Nawrocki hatte sich im Wahlkampf auch mit einem speziellen Verhältnis zu Donald Trump gerühmt. Er hätte also auch in Washington dabei sein müssen, erklärt Regierungssprecher Adam Szlapka: „Wenn Nawrocki sich entscheidet, für diesen Bereich Verantwortung im Namen Polens zu übernehmen, dann muss er diese Verantwortung mit allen Konsequenzen übernehmen.“ Polen müsse in der Außenpolitik mit einer Stimme sprechen.

Präsident Nawrocki wiederum sieht Donald Tusk in der Pflicht. Der hätte nach Washington reisen müssen, schließlich habe sich dort die sogenannte „Koalition der Willigen“ getroffen und daran sei nun mal die Regierung beteiligt. Er werde sich ohnehin Anfang September mit Trump treffen, unter vier Augen.

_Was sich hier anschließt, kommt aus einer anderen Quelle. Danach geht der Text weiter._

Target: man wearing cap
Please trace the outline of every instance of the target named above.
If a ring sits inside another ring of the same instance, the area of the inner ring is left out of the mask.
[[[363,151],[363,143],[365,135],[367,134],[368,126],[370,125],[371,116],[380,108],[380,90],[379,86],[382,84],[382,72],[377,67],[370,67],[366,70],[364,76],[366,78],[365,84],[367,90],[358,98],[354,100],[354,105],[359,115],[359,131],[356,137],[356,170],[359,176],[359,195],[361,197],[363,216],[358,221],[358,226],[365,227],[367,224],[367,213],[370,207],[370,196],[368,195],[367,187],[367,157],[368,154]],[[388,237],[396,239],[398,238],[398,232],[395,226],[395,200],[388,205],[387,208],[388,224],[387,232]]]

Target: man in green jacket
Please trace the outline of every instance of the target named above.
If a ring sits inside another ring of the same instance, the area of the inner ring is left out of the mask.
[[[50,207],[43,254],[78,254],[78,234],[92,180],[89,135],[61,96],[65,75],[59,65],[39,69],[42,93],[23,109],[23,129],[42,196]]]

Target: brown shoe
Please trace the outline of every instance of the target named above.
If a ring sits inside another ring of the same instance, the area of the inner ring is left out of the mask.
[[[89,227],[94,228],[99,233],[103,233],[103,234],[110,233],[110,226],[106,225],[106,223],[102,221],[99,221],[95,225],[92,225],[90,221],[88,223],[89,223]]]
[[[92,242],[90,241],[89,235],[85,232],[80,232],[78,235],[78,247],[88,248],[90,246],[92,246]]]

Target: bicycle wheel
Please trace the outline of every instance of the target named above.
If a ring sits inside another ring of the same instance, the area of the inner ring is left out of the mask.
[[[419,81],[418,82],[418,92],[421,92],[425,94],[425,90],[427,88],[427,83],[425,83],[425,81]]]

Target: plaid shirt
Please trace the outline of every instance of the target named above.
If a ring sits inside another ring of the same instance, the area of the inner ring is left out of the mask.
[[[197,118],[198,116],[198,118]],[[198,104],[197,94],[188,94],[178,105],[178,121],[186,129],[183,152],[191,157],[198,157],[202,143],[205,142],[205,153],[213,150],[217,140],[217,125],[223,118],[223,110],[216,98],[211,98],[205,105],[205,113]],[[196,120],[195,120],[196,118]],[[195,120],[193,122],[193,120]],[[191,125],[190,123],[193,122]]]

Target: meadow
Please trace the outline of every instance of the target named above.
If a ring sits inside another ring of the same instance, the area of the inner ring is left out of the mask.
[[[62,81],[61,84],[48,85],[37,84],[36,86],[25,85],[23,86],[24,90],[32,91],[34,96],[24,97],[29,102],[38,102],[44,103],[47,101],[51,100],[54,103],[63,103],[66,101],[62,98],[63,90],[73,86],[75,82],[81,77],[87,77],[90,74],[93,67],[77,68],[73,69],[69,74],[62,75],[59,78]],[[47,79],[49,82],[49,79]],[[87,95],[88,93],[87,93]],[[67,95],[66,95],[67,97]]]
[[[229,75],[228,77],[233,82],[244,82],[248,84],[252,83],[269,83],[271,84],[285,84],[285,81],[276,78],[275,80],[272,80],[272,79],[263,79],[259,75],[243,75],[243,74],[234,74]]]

Der Streit als Vorbote des Wahlkampfs?

Außenpolitisch verliert das Land durch das Hickhack an Ansehen, weil – mal wieder – der innenpolitische Streit dominiert, meint der Politologe Szymon Ossowski. „Die Welt hat die Spitzenpolitiker der westlichen Welt ohne Polen gesehen, was als Niederlage der polnischen Diplomatie zu bezeichnen ist“, so Ossowski. Er vermutet, der Streit sei ein Vorbote des nächsten Parlamentswahlkampfs: „Wenn es so weiter geht, wird es wieder nur gegenseitige Beschuldigungen geben.“

Polens früherer Außenminister Jacek Czaputowicz hat eine viel simplere Erklärung: Aus Warschau war niemand in Washington, so Czaputowicz, weil offenbar weder die USA noch die Ukraine Polen für einen wichtigen Partner halten – es habe gar keine Einladung gegeben. Statt aber gemeinsam für eine stärkere polnische Position zu arbeiten, zerlegen sich Präsident und Regierung jetzt im inneren Streit.